Thierry Carrez thierry at openstack.org
Wed May 15 10:01:36 UTC 2019

Matthew Thode wrote:
> [...]
> I don't like the idea of conflating the stability promise of
> upper-constraints.txt with the not quite fully tested-ness of adding
> security updates after the fact (while we do some cross testing, we do
> not and should not have 100% coverage, boiling the ocean).

Me neither.

> The only
> way I can see this working is to have a separate file for security
> updates.
> The idea I had (and don't like too much) is to do the following.
> 1. Keep upper-constraints.txt as is
>    a. rename to tox-constraints possibly
> 2. add a new file, let's call it 'security-updates.txt'
>    a. in this file goes security updates and all the knock on updates
>       that it causes (foo pulls in a new bersion of bar and baz).
>    b. the file needs to maintain co-installability of openstack.  It is
>       laid over the upper-constraints file and tested the same way
>       upper-constraints is.  This testing is NOT perfect.  The generated
>       file could be called something like
>       'somewhat-tested-secureconstraints.txt'
> 3. global-requirements.txt remains the same (minimum not updated for
>     security issues)
> This would increase test sprawl quite a bit (tests need to be run on any
> constraints change on this larger set).
> This also sets up incrased work and scope for the requirements team.
> Perhaps this could be a sub team type of item or something?

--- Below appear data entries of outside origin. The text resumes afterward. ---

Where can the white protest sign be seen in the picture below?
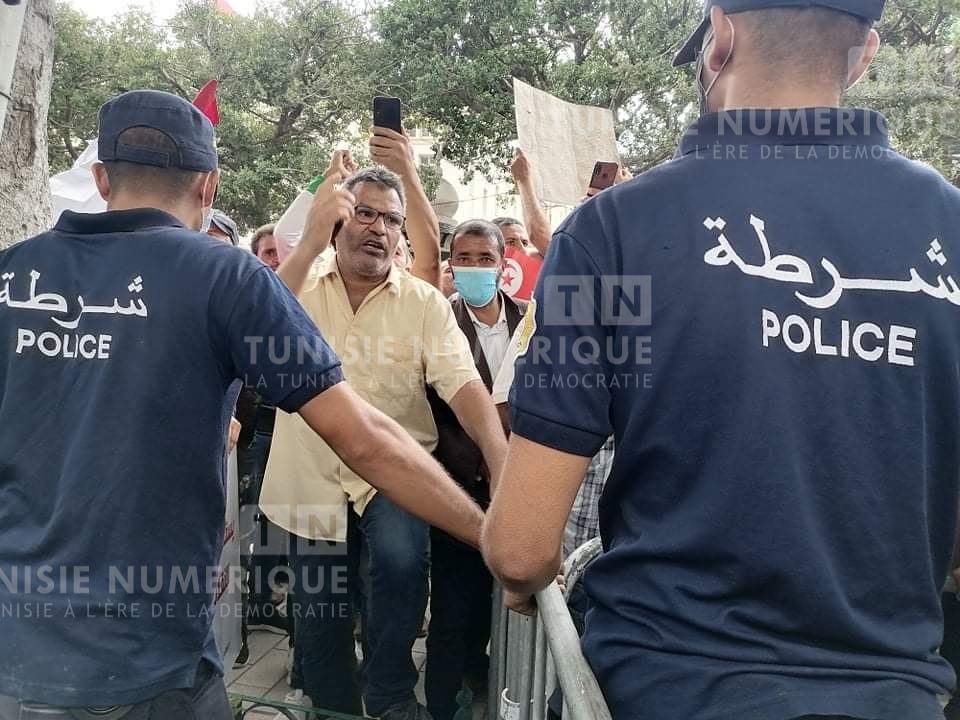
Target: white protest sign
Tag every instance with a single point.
(563, 142)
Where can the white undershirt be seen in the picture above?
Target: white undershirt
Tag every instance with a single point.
(493, 340)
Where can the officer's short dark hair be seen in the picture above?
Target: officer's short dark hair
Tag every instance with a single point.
(169, 182)
(506, 222)
(480, 228)
(259, 235)
(811, 41)
(377, 176)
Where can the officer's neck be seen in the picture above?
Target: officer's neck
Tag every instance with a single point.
(185, 215)
(747, 93)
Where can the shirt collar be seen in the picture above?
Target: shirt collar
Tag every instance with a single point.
(115, 221)
(502, 320)
(328, 266)
(799, 126)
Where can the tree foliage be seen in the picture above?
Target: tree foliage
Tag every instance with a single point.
(298, 76)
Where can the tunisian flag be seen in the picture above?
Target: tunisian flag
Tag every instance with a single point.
(206, 101)
(520, 274)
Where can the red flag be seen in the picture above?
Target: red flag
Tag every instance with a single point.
(520, 274)
(206, 101)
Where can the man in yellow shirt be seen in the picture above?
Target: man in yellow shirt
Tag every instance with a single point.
(396, 335)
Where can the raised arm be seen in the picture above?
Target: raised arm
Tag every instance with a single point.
(534, 218)
(382, 453)
(331, 205)
(394, 152)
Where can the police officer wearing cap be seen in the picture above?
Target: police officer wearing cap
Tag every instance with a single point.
(769, 325)
(125, 336)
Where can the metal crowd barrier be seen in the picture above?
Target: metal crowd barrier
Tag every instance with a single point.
(531, 656)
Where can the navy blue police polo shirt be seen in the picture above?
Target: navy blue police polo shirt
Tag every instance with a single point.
(122, 335)
(769, 325)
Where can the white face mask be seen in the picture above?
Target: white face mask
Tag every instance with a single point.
(207, 219)
(704, 92)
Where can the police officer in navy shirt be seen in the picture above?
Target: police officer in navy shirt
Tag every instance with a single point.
(124, 335)
(770, 327)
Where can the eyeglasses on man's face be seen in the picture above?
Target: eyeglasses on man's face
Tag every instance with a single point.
(368, 216)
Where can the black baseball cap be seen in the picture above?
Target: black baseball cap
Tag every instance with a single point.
(187, 127)
(866, 9)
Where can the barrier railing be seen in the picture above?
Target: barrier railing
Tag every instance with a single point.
(532, 655)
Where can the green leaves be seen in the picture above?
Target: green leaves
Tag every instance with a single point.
(298, 77)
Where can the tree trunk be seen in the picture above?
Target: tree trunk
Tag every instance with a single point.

I'm a bit worried that a security-updates.txt would promise more than we 
can deliver. While we may be able to track vulnerabilities in our direct 
dependencies, we can't rely on *them* to properly avoid depending on 
vulnerable second-level dependencies (and so on). And this solution does 
not cover non-Python dependencies. So saying "use this to be secure" is 
just misleading our users.

Nothing short of full distribution security work can actually deliver on 
a "use this to be secure" promise. And that is definitely not the kind 
of effort we should tackle as a community imho.

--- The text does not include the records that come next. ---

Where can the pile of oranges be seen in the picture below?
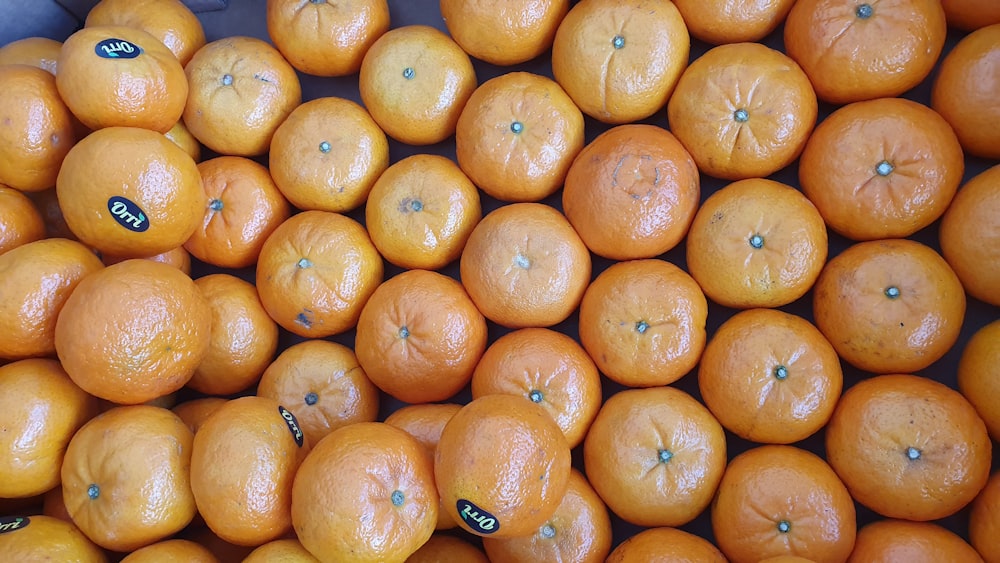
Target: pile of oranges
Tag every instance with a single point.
(541, 281)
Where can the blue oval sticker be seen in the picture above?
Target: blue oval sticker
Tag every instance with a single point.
(128, 214)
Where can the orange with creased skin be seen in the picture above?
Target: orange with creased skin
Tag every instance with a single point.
(326, 38)
(36, 279)
(503, 34)
(316, 271)
(125, 477)
(743, 110)
(855, 50)
(133, 332)
(655, 456)
(327, 154)
(145, 201)
(643, 322)
(365, 493)
(776, 500)
(548, 368)
(619, 62)
(889, 306)
(321, 383)
(240, 90)
(882, 168)
(524, 265)
(632, 192)
(756, 243)
(117, 76)
(517, 136)
(415, 81)
(243, 208)
(501, 466)
(421, 211)
(908, 447)
(580, 531)
(40, 410)
(770, 376)
(420, 336)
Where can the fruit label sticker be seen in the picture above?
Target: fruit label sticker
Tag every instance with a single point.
(293, 424)
(128, 214)
(113, 48)
(477, 518)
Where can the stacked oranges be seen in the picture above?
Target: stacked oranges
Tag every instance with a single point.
(534, 280)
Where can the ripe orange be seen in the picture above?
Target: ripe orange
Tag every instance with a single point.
(365, 493)
(643, 322)
(415, 81)
(776, 500)
(125, 477)
(502, 466)
(117, 76)
(420, 336)
(517, 136)
(908, 447)
(855, 51)
(632, 192)
(889, 306)
(756, 243)
(421, 211)
(315, 272)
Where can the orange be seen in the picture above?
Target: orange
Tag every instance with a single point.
(503, 34)
(315, 272)
(36, 128)
(782, 500)
(916, 542)
(643, 322)
(889, 306)
(240, 90)
(43, 538)
(517, 136)
(365, 493)
(35, 281)
(326, 38)
(321, 383)
(133, 332)
(243, 460)
(969, 232)
(882, 168)
(655, 456)
(524, 265)
(117, 76)
(756, 243)
(243, 337)
(420, 336)
(243, 208)
(415, 81)
(170, 21)
(632, 192)
(908, 447)
(619, 62)
(962, 91)
(125, 477)
(502, 466)
(770, 376)
(664, 545)
(855, 50)
(421, 211)
(545, 367)
(580, 531)
(327, 154)
(743, 110)
(40, 411)
(146, 200)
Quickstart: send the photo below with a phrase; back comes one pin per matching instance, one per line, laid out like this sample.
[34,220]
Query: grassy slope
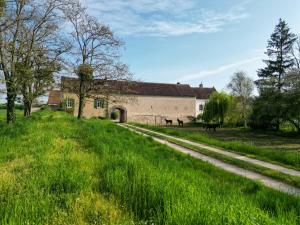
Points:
[57,170]
[286,158]
[19,114]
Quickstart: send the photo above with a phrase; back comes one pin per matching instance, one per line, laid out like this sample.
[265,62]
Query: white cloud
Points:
[163,17]
[216,71]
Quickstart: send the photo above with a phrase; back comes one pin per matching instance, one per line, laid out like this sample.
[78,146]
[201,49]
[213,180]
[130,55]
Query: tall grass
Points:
[55,169]
[286,158]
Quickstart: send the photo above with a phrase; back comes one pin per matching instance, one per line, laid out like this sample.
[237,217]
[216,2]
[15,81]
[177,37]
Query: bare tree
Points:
[14,14]
[96,51]
[242,87]
[41,50]
[27,31]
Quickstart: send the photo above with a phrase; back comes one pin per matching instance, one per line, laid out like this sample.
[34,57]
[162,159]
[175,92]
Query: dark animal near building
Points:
[211,126]
[180,122]
[169,122]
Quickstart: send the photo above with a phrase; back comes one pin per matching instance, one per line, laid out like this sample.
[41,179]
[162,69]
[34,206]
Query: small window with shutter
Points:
[201,107]
[70,103]
[99,103]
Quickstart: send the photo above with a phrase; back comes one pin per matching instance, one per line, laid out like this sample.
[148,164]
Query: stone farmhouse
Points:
[141,102]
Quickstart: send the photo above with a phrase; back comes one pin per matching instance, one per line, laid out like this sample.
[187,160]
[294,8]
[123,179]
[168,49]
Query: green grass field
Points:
[19,114]
[287,157]
[55,169]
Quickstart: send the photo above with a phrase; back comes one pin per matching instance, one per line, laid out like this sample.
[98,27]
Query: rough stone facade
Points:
[141,102]
[141,109]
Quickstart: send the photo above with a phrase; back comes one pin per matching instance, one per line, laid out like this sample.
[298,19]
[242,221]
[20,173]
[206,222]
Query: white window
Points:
[70,103]
[98,103]
[201,107]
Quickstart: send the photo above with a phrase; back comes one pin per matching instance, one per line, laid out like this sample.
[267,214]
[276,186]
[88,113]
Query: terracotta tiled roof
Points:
[54,97]
[203,93]
[136,88]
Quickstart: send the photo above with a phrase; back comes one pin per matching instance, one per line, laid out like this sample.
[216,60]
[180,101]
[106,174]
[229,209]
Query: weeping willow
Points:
[216,108]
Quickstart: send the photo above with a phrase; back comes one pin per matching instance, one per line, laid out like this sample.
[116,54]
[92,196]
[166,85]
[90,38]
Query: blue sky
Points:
[194,41]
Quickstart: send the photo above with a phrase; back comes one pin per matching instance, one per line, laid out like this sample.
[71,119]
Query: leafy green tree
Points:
[271,82]
[242,88]
[97,47]
[216,108]
[280,60]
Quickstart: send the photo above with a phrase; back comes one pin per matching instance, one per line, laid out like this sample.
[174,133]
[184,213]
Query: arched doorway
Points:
[118,114]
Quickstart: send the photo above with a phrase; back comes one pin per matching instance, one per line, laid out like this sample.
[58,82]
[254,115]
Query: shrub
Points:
[114,115]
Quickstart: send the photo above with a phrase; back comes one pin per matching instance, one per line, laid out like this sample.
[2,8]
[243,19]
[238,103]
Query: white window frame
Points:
[99,103]
[201,107]
[69,103]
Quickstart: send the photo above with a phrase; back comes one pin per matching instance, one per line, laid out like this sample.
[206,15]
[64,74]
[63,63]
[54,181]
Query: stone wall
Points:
[143,109]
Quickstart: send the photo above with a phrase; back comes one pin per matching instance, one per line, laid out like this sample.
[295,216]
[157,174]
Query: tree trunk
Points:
[27,108]
[81,105]
[81,100]
[10,111]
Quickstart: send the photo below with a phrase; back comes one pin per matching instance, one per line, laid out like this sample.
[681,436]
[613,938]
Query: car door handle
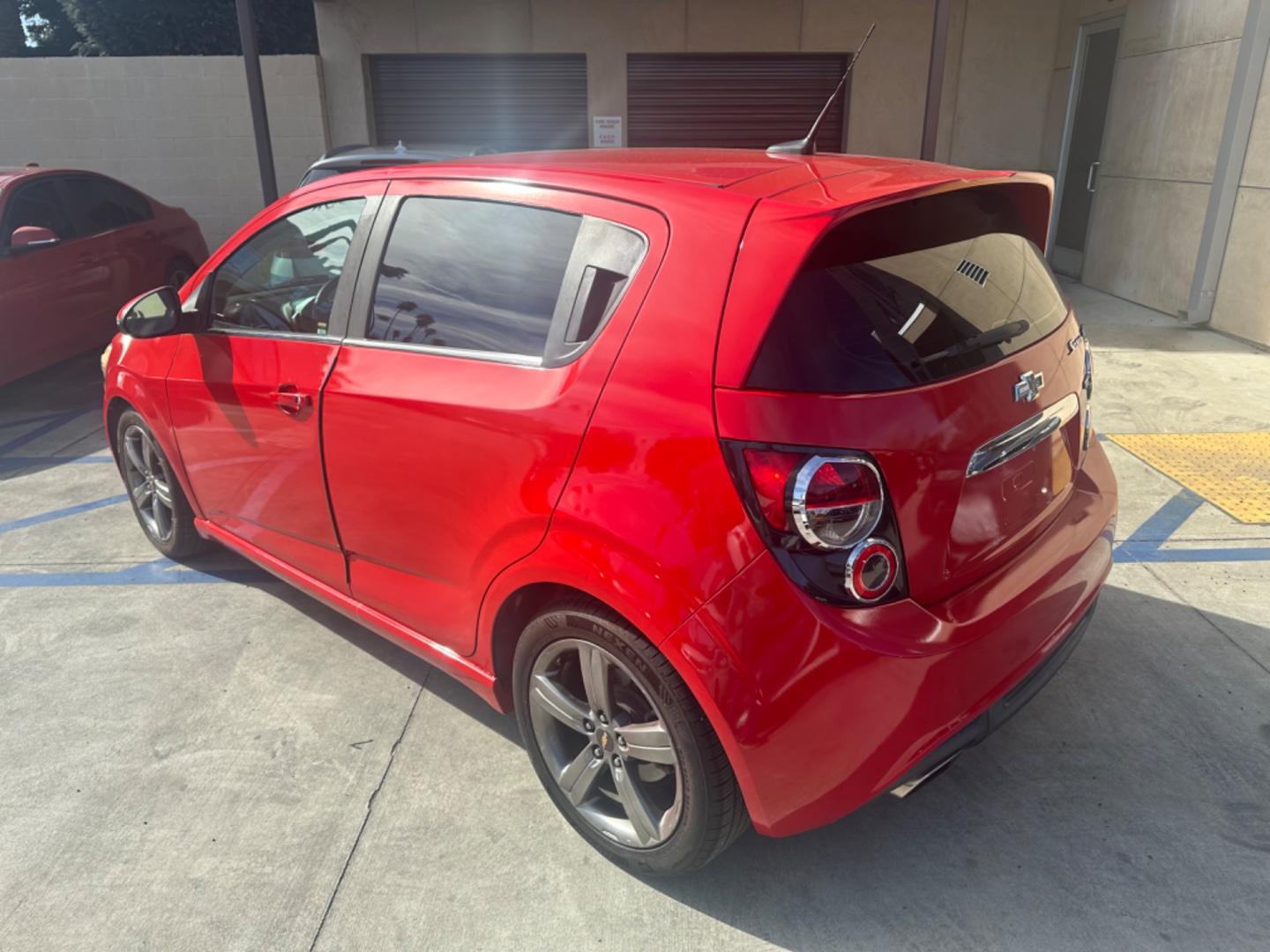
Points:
[290,400]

I understand the need to signal critical vulnerabilities in our 
dependencies to our users and distributions. Historically we have used 
the OSSN (OpenStack Security Notices) to draw attention to select, key 
vulnerabilities in our dependency chain:

OSSN-0082 - Heap and Stack based buffer overflows in dnsmasq<2.78
OSSN-0044 - Older versions of noVNC allow session theft
OSSN-0043 - glibc 'Ghost' vulnerability can allow remote code execution

I would rather continue to use that mechanism to communicate about 
critical vulnerabilities in all our dependencies than implement a 
complex and costly process to only cover /some/ of our Python dependencies.